CS111 Lecture 11

May 6, 2009

by Jeannie Chen and Robert Phung

File System Design

Flash File System

The flash drive is an electronic device with no rotation or moving parts. There are two types of flash drives: NOR and NAND. The NOR drive is an older, more mature, and cheaper type. It is faster at reading data. The NAND flash drive is newer and has bigger capacity. It is faster at writing data.

Flash drives can only change 1 bits, but not 0 bits. It takes the AND operation of what is being written and what is already on the drive. In addition, an erase changes all bits on a block to 1, which is really slow. For NOR drives, the erase operation takes seconds. It takes 100,000 erases on a block for a NOR drive to wear out. For NAND drives, an erase can take milliseconds and the drive wears out after 1,000,000 erases. After 1,000 reads, the data on that block on a NAND drive will be lost. However, if you do 999 reads on a block and then perform a write, then that block is good for another 1000 reads before the data is lost.

Flash drives will always have bad blocks, which are damaged sectors. The drive will still work, but the bad blocks just are not in use.

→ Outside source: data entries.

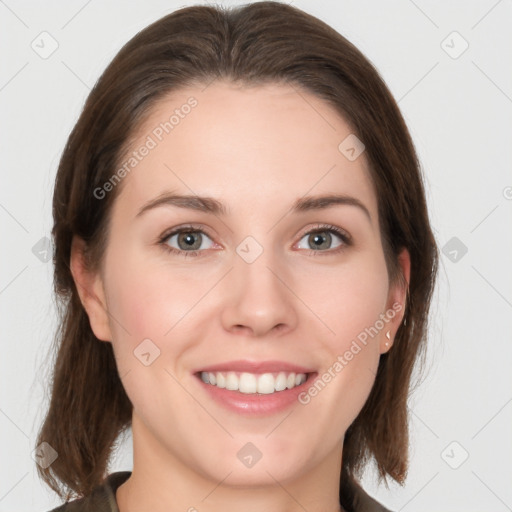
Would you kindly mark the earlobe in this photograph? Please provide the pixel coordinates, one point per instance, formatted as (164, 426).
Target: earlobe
(90, 289)
(397, 302)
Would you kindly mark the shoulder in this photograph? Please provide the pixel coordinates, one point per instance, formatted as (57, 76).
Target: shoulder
(102, 498)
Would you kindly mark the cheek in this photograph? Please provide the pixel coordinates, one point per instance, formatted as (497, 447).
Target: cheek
(350, 300)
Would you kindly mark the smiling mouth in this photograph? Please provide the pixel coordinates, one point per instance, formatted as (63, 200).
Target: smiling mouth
(254, 383)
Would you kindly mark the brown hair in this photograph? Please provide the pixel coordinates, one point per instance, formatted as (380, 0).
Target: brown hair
(259, 43)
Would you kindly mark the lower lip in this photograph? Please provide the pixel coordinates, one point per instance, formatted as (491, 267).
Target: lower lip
(253, 403)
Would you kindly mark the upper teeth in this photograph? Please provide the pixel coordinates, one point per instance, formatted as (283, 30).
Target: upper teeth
(254, 383)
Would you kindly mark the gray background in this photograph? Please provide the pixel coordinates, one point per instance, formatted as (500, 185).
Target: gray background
(458, 109)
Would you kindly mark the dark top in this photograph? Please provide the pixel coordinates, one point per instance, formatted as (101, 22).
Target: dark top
(103, 498)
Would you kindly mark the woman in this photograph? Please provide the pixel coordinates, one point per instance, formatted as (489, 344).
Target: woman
(245, 262)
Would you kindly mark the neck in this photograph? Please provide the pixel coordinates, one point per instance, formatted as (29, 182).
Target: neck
(160, 481)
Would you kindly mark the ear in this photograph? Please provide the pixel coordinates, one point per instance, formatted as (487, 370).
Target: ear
(91, 291)
(395, 308)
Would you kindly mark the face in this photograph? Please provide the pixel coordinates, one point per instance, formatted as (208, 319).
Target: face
(257, 282)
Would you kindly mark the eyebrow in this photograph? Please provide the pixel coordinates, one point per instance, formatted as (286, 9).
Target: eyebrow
(211, 205)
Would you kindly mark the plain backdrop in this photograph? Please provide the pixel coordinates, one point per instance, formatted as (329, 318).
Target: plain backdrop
(448, 64)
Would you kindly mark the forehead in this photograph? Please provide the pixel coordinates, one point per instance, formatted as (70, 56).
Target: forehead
(249, 143)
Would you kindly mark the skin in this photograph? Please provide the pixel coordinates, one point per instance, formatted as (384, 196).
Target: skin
(257, 150)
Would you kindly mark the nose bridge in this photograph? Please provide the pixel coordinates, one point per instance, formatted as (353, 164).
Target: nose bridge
(257, 297)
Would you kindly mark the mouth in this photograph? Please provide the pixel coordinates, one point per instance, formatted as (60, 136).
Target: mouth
(250, 383)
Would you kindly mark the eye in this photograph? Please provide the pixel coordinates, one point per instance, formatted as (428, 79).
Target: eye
(186, 241)
(321, 239)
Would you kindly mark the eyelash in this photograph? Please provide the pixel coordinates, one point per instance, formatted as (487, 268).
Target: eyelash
(321, 228)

Flash Drives in the Market

Sun 32GB NAND Flash Drive	Sun 1TB 7200RPM SATA Hard Drive
$960	$660
Read: 35,000 IOPS	Random: 80 IOPS
Write 3,300 IOPS
Random 4kb	Capacity: 30x Speed: 30x slower
2.5W (max)	Capacity: 30x Speed: 30x slower
2.1W (typical)
0.1W (sleep)
MTBF: 2 million hours (assuming 7243years)

File System in Linux

Flash Translation Layer: It is a block manager of a larger array, consisting of garbage collector. Implements a wear leveling algorithm that prevents hammaring on a same block. For example, if the block 57 was already written, then it will write to another block instead. This is all done in the hardware level.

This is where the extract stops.